# Step-On Binding Review (Felix to be precise)



## TheSalamander (Mar 11, 2019)

Thanks for this. I am primarily a skier but in the last 3 years have also switched to also snowboard. I have the Burton Step On/Swath set up. 155lbs / 5'9" / size 9 boots. Love the set up, and for my small mountain (Beech Mountain, NC) it is very convenient as the runs are at most 90-120 seconds to get down, and being 49 yrs old I no longer want to be bending down as much. I may upgrade to the Step On Photons next season for the stiffer flex.

My wife is also a skier and tried snowboarding for the very first time last weekend.
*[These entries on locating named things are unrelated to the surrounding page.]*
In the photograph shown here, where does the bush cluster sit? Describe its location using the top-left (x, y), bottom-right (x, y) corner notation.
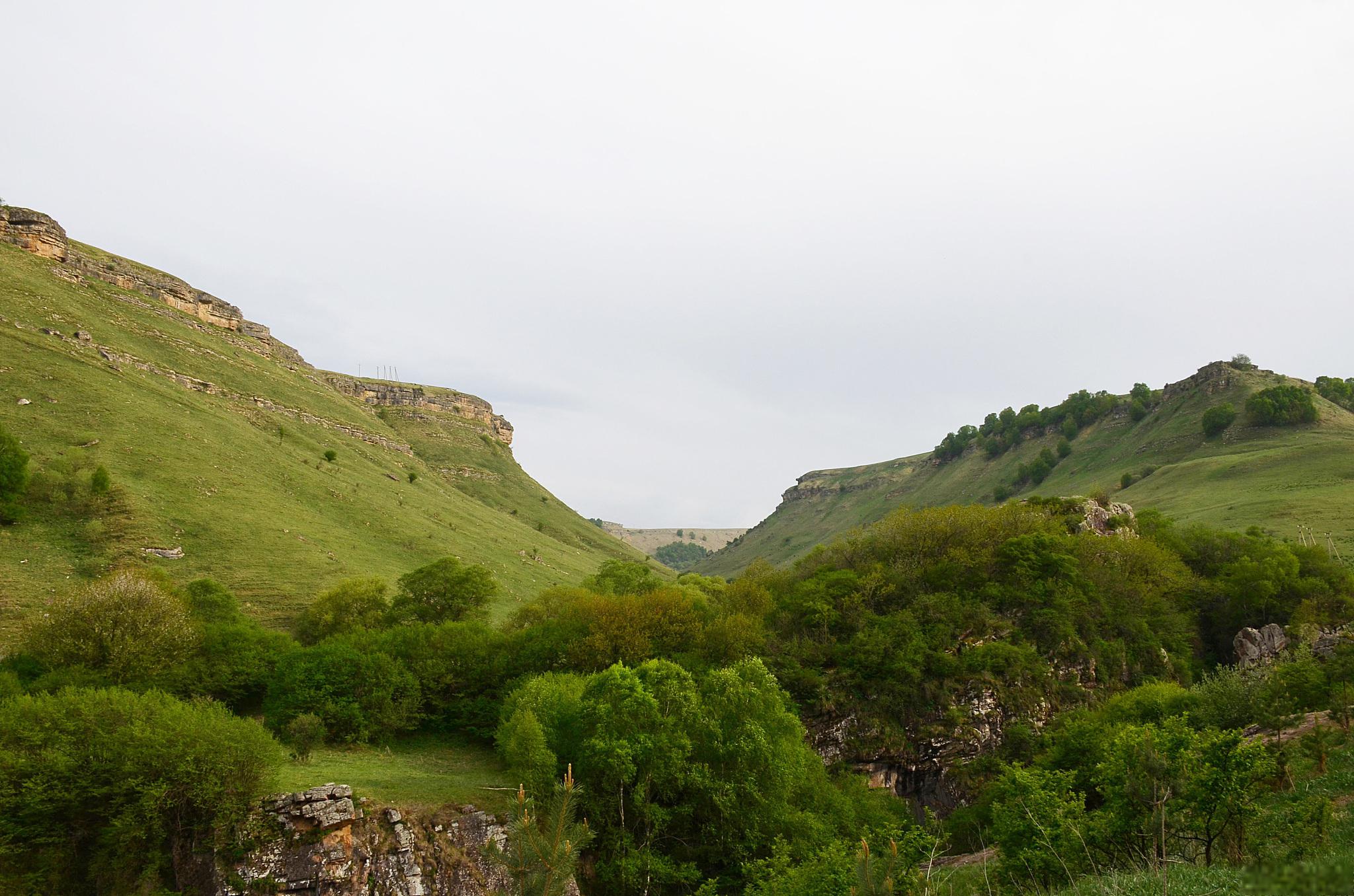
top-left (1246, 386), bottom-right (1316, 426)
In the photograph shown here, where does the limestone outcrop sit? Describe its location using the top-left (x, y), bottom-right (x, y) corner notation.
top-left (0, 205), bottom-right (69, 261)
top-left (1232, 622), bottom-right (1288, 666)
top-left (0, 205), bottom-right (513, 453)
top-left (208, 784), bottom-right (541, 896)
top-left (325, 373), bottom-right (512, 445)
top-left (1076, 498), bottom-right (1137, 537)
top-left (806, 689), bottom-right (1013, 815)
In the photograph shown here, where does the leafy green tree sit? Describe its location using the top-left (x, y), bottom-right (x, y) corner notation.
top-left (584, 560), bottom-right (662, 594)
top-left (1204, 402), bottom-right (1236, 439)
top-left (495, 706), bottom-right (558, 794)
top-left (654, 541), bottom-right (709, 570)
top-left (850, 838), bottom-right (914, 896)
top-left (485, 768), bottom-right (593, 896)
top-left (390, 556), bottom-right (500, 622)
top-left (0, 426), bottom-right (28, 525)
top-left (284, 712), bottom-right (325, 762)
top-left (297, 578), bottom-right (390, 644)
top-left (262, 642), bottom-right (420, 743)
top-left (1246, 386), bottom-right (1318, 426)
top-left (0, 689), bottom-right (283, 893)
top-left (182, 578), bottom-right (241, 622)
top-left (26, 572), bottom-right (198, 683)
top-left (1330, 682), bottom-right (1354, 733)
top-left (1177, 729), bottom-right (1274, 865)
top-left (1316, 376), bottom-right (1354, 410)
top-left (164, 616), bottom-right (297, 712)
top-left (89, 465), bottom-right (112, 498)
top-left (990, 765), bottom-right (1090, 889)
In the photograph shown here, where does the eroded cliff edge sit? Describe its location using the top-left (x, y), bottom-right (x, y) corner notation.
top-left (0, 205), bottom-right (513, 445)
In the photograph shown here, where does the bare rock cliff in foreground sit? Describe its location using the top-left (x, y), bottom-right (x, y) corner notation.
top-left (192, 784), bottom-right (578, 896)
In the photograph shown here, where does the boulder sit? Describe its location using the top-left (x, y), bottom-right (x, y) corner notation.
top-left (1232, 622), bottom-right (1288, 666)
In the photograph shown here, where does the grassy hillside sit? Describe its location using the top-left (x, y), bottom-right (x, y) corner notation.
top-left (0, 233), bottom-right (643, 638)
top-left (696, 364), bottom-right (1354, 576)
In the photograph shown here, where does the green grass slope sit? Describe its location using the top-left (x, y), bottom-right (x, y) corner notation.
top-left (696, 364), bottom-right (1354, 576)
top-left (0, 235), bottom-right (643, 638)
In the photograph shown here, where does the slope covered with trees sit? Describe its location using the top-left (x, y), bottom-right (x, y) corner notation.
top-left (695, 359), bottom-right (1354, 576)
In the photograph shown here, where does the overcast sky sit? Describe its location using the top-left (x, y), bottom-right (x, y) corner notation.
top-left (0, 0), bottom-right (1354, 527)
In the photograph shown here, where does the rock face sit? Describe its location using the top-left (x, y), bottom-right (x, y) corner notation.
top-left (1312, 624), bottom-right (1354, 659)
top-left (1232, 622), bottom-right (1288, 666)
top-left (325, 373), bottom-right (512, 445)
top-left (208, 784), bottom-right (533, 896)
top-left (0, 205), bottom-right (305, 365)
top-left (0, 205), bottom-right (513, 453)
top-left (1078, 498), bottom-right (1137, 539)
top-left (806, 691), bottom-right (1009, 817)
top-left (0, 205), bottom-right (69, 261)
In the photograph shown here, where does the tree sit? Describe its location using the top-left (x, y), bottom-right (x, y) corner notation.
top-left (485, 766), bottom-right (593, 896)
top-left (390, 556), bottom-right (498, 622)
top-left (850, 838), bottom-right (911, 896)
top-left (297, 578), bottom-right (390, 644)
top-left (286, 712), bottom-right (325, 762)
top-left (1178, 729), bottom-right (1273, 865)
top-left (0, 688), bottom-right (283, 893)
top-left (1331, 682), bottom-right (1354, 733)
top-left (654, 541), bottom-right (709, 570)
top-left (495, 706), bottom-right (557, 794)
top-left (182, 579), bottom-right (241, 622)
top-left (27, 572), bottom-right (198, 683)
top-left (990, 765), bottom-right (1089, 888)
top-left (1204, 402), bottom-right (1236, 439)
top-left (89, 465), bottom-right (112, 498)
top-left (1246, 386), bottom-right (1318, 426)
top-left (584, 560), bottom-right (662, 594)
top-left (262, 642), bottom-right (421, 743)
top-left (0, 426), bottom-right (28, 525)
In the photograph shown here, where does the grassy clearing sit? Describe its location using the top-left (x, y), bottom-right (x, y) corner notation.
top-left (696, 371), bottom-right (1354, 576)
top-left (278, 735), bottom-right (516, 812)
top-left (0, 245), bottom-right (655, 642)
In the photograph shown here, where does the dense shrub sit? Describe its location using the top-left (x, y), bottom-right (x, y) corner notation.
top-left (500, 661), bottom-right (907, 893)
top-left (0, 689), bottom-right (282, 895)
top-left (654, 541), bottom-right (709, 570)
top-left (26, 572), bottom-right (198, 683)
top-left (1316, 376), bottom-right (1354, 410)
top-left (262, 642), bottom-right (420, 743)
top-left (297, 578), bottom-right (390, 644)
top-left (1246, 386), bottom-right (1316, 426)
top-left (1204, 402), bottom-right (1236, 439)
top-left (390, 556), bottom-right (500, 622)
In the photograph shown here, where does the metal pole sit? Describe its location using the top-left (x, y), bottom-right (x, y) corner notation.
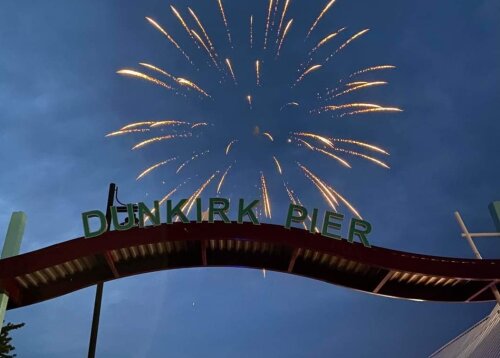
top-left (455, 211), bottom-right (500, 304)
top-left (88, 183), bottom-right (116, 358)
top-left (0, 211), bottom-right (26, 331)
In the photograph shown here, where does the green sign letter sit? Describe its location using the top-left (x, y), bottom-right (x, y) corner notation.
top-left (347, 218), bottom-right (372, 247)
top-left (321, 211), bottom-right (344, 240)
top-left (82, 210), bottom-right (108, 239)
top-left (238, 199), bottom-right (260, 225)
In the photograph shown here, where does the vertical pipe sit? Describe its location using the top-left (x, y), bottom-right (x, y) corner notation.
top-left (88, 183), bottom-right (116, 358)
top-left (0, 211), bottom-right (26, 331)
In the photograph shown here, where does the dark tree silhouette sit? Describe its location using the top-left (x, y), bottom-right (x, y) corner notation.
top-left (0, 322), bottom-right (24, 358)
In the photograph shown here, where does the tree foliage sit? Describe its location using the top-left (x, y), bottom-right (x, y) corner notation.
top-left (0, 322), bottom-right (24, 358)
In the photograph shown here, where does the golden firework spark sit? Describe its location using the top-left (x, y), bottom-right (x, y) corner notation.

It went better than I expected and so she has now bought Step On bindings, Step On Felix boots (size 7) and a Lib Tech Glider snowboard.

If I was starting out again then I would also consider the Nidecker Supermatic for the ability to use a broader range of boots. However both my wife and I seem to have Burton feet as the Step Ons fit us fine.

Step Ons may not be for everyone, whether down to personal preference, riding style, boot fit etc. But for me they are comfortable, convenient and help ensure I enjoy snowboarding.


----------



## t21 (Dec 29, 2010)

I recently tried out a no highback step on binding from what i saw from the "midwest shredder" video before. I can say that it was really fun and much easier to lock in compared to having a highback. I also notice that there was no delay on either the toeside /heelside turns especially on your toeside due to being locked in already. The highback itself can be remove easily although the issue i have on my back binding is the snow would compact in between the heelcup and the clip on frame which it would prevent me from locking in fully(second click). I realize that when i turn lifting my heel on my backfoot, the torque i put on my heel would create space enough for the snow to get in and get compacted. I do not notice any difference while riding cuz it acts like i have a lean on my highback. I tighten the screws to keep it rigid. I will also apply some blue loctite on the screws and see if it will stay put and not loosen up while riding. No issues on the front binding at all.


----------



## hayde89 (Sep 3, 2011)

They have never let me down buttering, steeps, park or anything else. The only downside I’ve experienced was that I hate the boots. Just not the best boots I’ve owned


----------